4. Trophy hunting. This remains a real and present danger to wild lion populations. Progress is being made via import bans of lion trophies to the USA and the EU, but apart from Kenya and Botswana, few African countries seem to desire their own lion hunting bans. Yet this source of mortality would seem the simplest to prevent – after all, shooting lions for trophies is only to satisfy the ego of the hunter and the pockets of the operators. Hunting has not been shown to prove any conservation benefit to lions. Hunter advocates, including major conservation organizations, have attempted to argue that trophy hunting benefits lions by making more territory available to them in terms of hunting concession lands. They have attempted to “prove” this for decades, yet still lions continue to decline in every hunting concession. Cecil was not the only lion needing to be enticed out of a protected area via baits…

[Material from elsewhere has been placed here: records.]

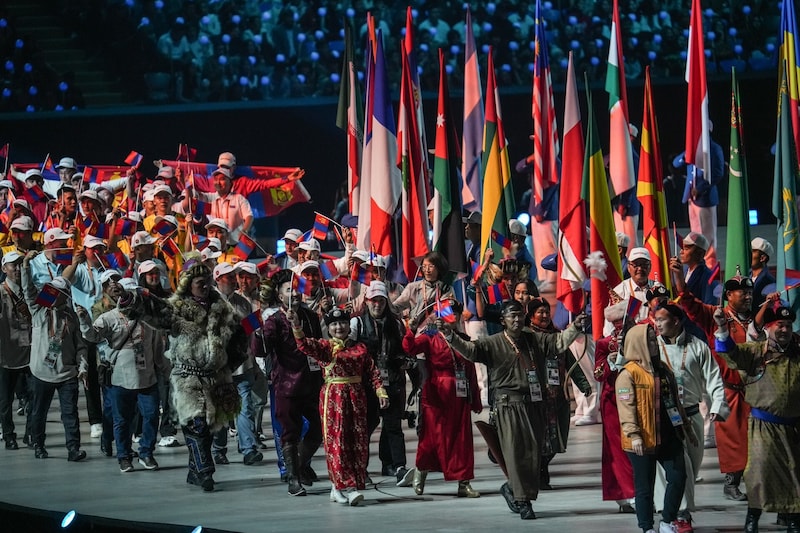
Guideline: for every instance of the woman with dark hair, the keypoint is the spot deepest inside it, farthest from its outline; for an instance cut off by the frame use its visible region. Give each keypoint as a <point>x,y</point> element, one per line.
<point>342,402</point>
<point>206,344</point>
<point>449,392</point>
<point>419,296</point>
<point>557,405</point>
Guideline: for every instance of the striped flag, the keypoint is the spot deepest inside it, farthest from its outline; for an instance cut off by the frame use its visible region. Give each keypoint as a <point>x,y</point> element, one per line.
<point>134,159</point>
<point>788,55</point>
<point>251,322</point>
<point>545,128</point>
<point>350,118</point>
<point>498,192</point>
<point>497,293</point>
<point>412,160</point>
<point>321,226</point>
<point>448,229</point>
<point>620,153</point>
<point>698,141</point>
<point>601,223</point>
<point>571,208</point>
<point>737,250</point>
<point>471,189</point>
<point>650,192</point>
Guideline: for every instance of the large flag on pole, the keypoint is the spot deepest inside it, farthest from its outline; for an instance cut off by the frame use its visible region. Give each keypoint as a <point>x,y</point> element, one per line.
<point>412,163</point>
<point>620,153</point>
<point>448,228</point>
<point>498,193</point>
<point>698,141</point>
<point>350,118</point>
<point>471,190</point>
<point>784,205</point>
<point>737,251</point>
<point>545,128</point>
<point>602,237</point>
<point>571,208</point>
<point>788,54</point>
<point>650,192</point>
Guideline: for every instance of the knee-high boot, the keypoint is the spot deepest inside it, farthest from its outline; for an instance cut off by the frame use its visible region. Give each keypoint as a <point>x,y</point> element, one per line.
<point>292,460</point>
<point>307,449</point>
<point>751,521</point>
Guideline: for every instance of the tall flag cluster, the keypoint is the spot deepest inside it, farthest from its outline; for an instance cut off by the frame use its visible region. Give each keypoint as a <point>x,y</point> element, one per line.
<point>545,129</point>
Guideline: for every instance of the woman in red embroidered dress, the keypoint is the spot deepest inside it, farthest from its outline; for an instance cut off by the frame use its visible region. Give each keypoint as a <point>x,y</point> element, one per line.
<point>449,392</point>
<point>343,403</point>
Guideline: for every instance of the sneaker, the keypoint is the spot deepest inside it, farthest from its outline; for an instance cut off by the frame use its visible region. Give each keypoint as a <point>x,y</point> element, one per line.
<point>169,442</point>
<point>125,466</point>
<point>404,476</point>
<point>148,462</point>
<point>586,421</point>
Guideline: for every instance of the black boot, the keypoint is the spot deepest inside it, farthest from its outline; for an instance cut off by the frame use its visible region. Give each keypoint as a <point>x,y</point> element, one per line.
<point>794,523</point>
<point>292,460</point>
<point>731,488</point>
<point>751,521</point>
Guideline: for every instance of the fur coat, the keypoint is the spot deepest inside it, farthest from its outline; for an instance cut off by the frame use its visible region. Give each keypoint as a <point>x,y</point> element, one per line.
<point>201,374</point>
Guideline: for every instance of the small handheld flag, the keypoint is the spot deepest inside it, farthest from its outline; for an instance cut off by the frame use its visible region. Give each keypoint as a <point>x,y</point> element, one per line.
<point>134,159</point>
<point>251,322</point>
<point>48,296</point>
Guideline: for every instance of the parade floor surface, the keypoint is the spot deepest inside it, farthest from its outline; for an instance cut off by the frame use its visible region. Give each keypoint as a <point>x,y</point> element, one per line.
<point>253,499</point>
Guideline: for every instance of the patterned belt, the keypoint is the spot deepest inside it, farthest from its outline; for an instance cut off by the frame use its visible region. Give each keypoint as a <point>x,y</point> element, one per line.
<point>346,379</point>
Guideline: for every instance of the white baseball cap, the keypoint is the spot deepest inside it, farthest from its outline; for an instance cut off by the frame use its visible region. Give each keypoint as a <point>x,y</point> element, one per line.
<point>222,269</point>
<point>140,238</point>
<point>56,234</point>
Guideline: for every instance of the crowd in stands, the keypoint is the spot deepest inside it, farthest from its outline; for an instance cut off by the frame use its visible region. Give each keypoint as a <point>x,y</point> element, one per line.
<point>247,50</point>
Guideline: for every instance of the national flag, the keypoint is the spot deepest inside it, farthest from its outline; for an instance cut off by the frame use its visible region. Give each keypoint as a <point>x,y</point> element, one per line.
<point>620,153</point>
<point>164,227</point>
<point>251,322</point>
<point>788,54</point>
<point>35,194</point>
<point>302,285</point>
<point>321,226</point>
<point>714,274</point>
<point>497,293</point>
<point>632,311</point>
<point>698,141</point>
<point>114,260</point>
<point>385,183</point>
<point>737,250</point>
<point>650,192</point>
<point>498,192</point>
<point>244,247</point>
<point>63,257</point>
<point>134,159</point>
<point>472,147</point>
<point>170,248</point>
<point>571,207</point>
<point>501,239</point>
<point>601,222</point>
<point>202,208</point>
<point>412,158</point>
<point>350,118</point>
<point>328,270</point>
<point>186,153</point>
<point>444,310</point>
<point>47,296</point>
<point>545,128</point>
<point>448,229</point>
<point>361,274</point>
<point>125,227</point>
<point>784,206</point>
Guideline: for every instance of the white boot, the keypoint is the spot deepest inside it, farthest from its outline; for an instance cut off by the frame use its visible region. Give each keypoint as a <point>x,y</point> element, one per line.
<point>337,496</point>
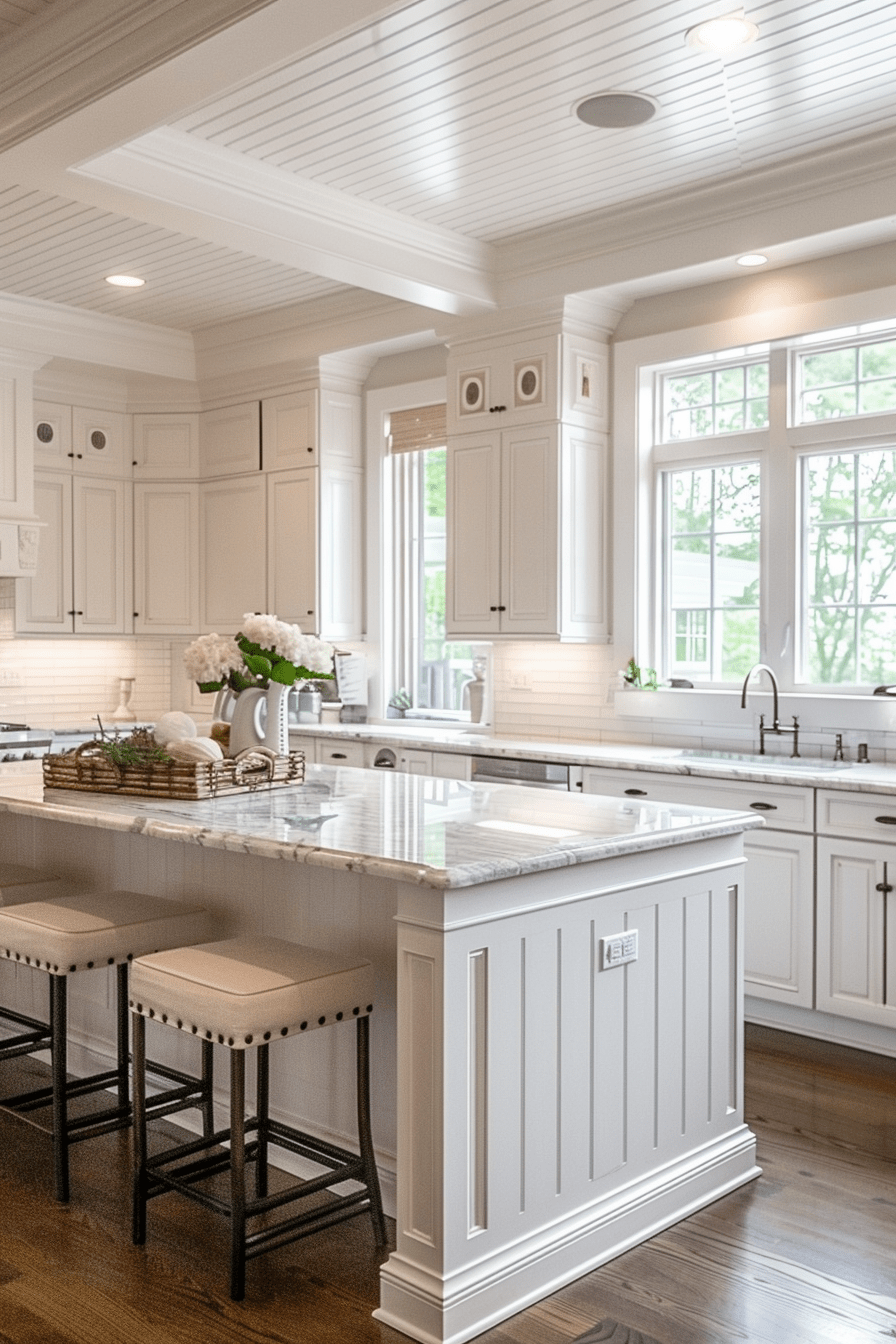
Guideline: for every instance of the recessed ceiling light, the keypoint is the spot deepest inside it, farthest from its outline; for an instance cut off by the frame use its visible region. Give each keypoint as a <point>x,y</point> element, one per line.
<point>723,34</point>
<point>615,109</point>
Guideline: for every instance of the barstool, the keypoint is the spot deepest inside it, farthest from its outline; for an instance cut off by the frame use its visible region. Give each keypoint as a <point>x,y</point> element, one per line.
<point>70,934</point>
<point>243,993</point>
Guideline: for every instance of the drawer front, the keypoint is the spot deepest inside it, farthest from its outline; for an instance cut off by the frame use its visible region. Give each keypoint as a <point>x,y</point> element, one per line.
<point>783,807</point>
<point>340,753</point>
<point>859,816</point>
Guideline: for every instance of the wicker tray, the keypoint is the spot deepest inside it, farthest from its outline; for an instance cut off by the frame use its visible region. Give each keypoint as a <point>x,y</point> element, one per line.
<point>89,770</point>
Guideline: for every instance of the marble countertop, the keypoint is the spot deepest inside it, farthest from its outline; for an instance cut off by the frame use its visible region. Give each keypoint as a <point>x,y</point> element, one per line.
<point>438,833</point>
<point>809,770</point>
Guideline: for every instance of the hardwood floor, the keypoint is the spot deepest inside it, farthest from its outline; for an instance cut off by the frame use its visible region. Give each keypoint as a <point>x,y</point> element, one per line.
<point>806,1254</point>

So where does this lead us?
Conservation of African wildlife cannot focus on “one size fits all” formulas that seem the current vogue. While lions are beginning to be involved in the illegal wildlife trade in terms of cub smuggling to satisfy both the Middle Eastern pet trade and the demands of the captive lion breeding in South Africa, and to provide bones for the Asian Medicine trade promoted by South African lion breeders, this is a recent phenomenon. Conferences and summits on the illegal wildlife trade (ivory top of the agenda) have called for funding for better law enforcement, demand reduction, and alternative sustainable employment for communities (the last has been widely ignored). Such conferences have NOT focused on issues like habitat destruction via cattle invasions and the massive charcoal trade or funding for better land use planning as wildlife conservation measures.
If wild lion conservation is to succeed in Africa, specific needs for the species have to be addressed. These should initially include ensuring safe areas for lions in cattle-free nationally protected areas, reducing the illegal bushmeat trade pervasive across African protected areas and preventing massive habitat destruction via the illegal charcoal trade at least.
Comprehensive wildlife conservation should be comprehensive and not just focused on putting out a fire here and there. It will require African government will, lots of money and overall a much better understanding of the real threats.